12Ici, nous sommes loin de l'intention moralisante et didactique du fabliau ; l'auteur ne veut pas démontrer que la duplicité et la perversité sont inhérentes à la nature féminine : le fait est admis puisque d'entrée de jeu, la femme se signale par sa lubricité intéressée - et notoire. L'intérêt réside donc non pas tant dans la confession maintenant conçue comme un piège prémédité que dans la manière dont la pécheresse se sort du piège en retournant la situation par son astuce. On s'oriente vers la recherche d'une échappatoire spirituelle et l'ensemble du récit - et des éléments qui le composent - est conçu en fonction de cette fin.

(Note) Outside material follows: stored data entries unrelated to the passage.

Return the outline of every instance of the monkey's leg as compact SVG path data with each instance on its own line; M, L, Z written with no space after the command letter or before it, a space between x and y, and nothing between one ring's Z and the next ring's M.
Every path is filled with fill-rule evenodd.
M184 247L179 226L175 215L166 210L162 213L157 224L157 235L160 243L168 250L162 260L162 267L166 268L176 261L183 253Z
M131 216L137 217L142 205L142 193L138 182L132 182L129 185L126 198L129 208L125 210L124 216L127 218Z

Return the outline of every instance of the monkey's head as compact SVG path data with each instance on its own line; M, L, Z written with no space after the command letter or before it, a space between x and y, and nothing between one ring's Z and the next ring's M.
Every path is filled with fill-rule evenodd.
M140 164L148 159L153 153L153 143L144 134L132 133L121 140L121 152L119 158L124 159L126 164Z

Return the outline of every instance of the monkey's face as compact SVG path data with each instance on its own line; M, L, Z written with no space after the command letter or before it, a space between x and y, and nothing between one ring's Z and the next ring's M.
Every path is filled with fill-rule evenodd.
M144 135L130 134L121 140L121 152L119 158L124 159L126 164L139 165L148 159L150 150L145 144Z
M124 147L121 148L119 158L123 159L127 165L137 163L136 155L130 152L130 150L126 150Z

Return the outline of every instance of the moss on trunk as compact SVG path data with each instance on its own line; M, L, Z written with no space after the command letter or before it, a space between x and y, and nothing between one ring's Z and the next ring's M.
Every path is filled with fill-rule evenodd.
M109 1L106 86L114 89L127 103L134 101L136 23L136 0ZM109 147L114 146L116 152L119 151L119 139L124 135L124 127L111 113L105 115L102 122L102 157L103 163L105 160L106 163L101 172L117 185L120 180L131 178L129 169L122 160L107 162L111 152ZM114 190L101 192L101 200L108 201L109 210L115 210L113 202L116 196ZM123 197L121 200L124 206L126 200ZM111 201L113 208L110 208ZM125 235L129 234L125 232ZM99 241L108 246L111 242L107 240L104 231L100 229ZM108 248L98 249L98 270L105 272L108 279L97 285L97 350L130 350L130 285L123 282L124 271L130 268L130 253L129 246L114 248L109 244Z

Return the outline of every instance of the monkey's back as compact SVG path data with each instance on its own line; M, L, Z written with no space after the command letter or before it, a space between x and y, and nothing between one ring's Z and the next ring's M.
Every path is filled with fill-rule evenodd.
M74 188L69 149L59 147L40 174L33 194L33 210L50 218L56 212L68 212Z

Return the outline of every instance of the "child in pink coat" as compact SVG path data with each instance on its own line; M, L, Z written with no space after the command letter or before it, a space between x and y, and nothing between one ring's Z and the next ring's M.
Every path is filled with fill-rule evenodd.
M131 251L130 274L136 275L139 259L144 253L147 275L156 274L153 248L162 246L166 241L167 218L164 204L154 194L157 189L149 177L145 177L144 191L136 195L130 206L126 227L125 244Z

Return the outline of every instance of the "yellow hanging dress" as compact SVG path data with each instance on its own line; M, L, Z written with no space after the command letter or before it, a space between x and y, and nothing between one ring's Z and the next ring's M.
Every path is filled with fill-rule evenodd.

13L'échappatoire spirituelle consiste pour la femme à créer un quiproquo en donnant une autre interprétation, rendue possible par l'ambiguïté de la situation, de l'aveu qui lui a été arraché sous le sceau de la confession, à dire que le prêtre à qui elle reconnaît s'être donnée n'est autre que son mari... déguisé. De là la nécessité pour le conteur de prévenir l'auditeur dès le début du récit que la dame a eu un prêtre pour amant. D'autre part, pour valoriser la ruse féminine, il faut que la confession soit un piège tendu par un mari jaloux et qui, donc, a des raisons de l'être, raisons qui sont ici l'étalage des biens amasses par sa femme pendant son absence et dont la première partie du texte explicite la provenance conformément au thème bien connu du folklore que développe la Farce de Colin qui loue et despite Dieu en un instant. Sur le plan fonctionnel, d'ailleurs, cette première partie est l'équivalent de la confession : les biens amassés dénoncent autant que la vérité confessée - ce qui souligne encore plus la naïveté du mari berné devenu ici un trompeur trompé. Ici apparait en filigrane l'une des caractéristiques de la nouvelle : le mépris de la vaisemblance car le piège de la fausse confession n'était pas indispensable au mari pour s'assurer de son infortune.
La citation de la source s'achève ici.